Find the maximum value of column:

select max(age) from employee;

Above example will return largest value for column age of employee table.

Syntax:

SELECT MAX(column_name) FROM table_name;

# Min

Find the smallest value of column:


select min(age) from employee;

Above example will return smallest value for column age of employee table.

Syntax:


SELECT MIN(column_name) FROM table_name;

# Syntax

  • Function([DISTINCT] expression) -DISTINCT is an optional parameter
  • AVG ( [ ALL | DISTINCT ] expression )
  • COUNT( { [ALL | DISTINCT ] expression ] | * } )
  • GROUPING(<column_expression>)
  • MAX ( [ ALL | DISTINCT ] expression )
  • MIN ( [ ALL | DISTINCT ] expression )
  • SUM ( [ ALL | DISTINCT ] expression )
  • VAR ( [ ALL | DISTINCT ] expression )
    OVER ( [ partition_by_clause ] order_by_clause )
  • VARP ( [ ALL | DISTINCT ] expression )
    OVER ( [ partition_by_clause ] order_by_clause
  • STDEV ( [ ALL | DISTINCT ] expression )
    OVER ( [ partition_by_clause ] order_by_clause )
  • STDEVP ( [ ALL | DISTINCT ] expression )
    OVER ( [ partition_by_clause ] order_by_clause )

# Remarks

In database management an aggregate function is a function where the values of multiple rows are grouped together as input on certain criteria to form a single value of more significant meaning or measurement such as a set, a bag or a list.

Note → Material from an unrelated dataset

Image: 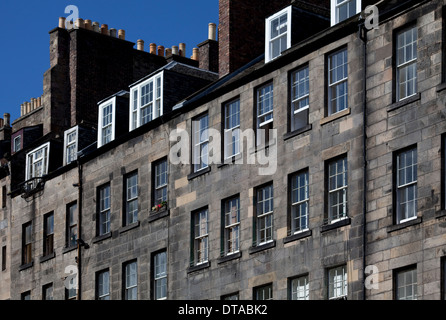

MIN        returns the smallest value in a given column
MAX        returns the largest value in a given column
SUM        returns the sum of the numeric values in a given column
AVG        returns the average value of a given column
COUNT      returns the total number of values in a given column
COUNT(*)   returns the number of rows in a table
GROUPING   Is a column or an expression that contains a column in a GROUP BY clause.
STDEV      returns the statistical standard deviation of all values in the specified expression.
STDEVP     returns the statistical standard deviation for the population for all values in the specified expression.
VAR        returns the statistical variance of all values in the specified expression. may be followed by the OVER clause.
VARP       returns the statistical variance for the population for all values in the specified expression.

Aggregate functions are used to compute against a "returned column of numeric data" from your `SELECT` statement. They basically summarize the results of a particular column of selected data. - [SQLCourse2.com](http://www.sqlcourse2.com/agg_functions.html)

All aggregate functions ignore NULL values.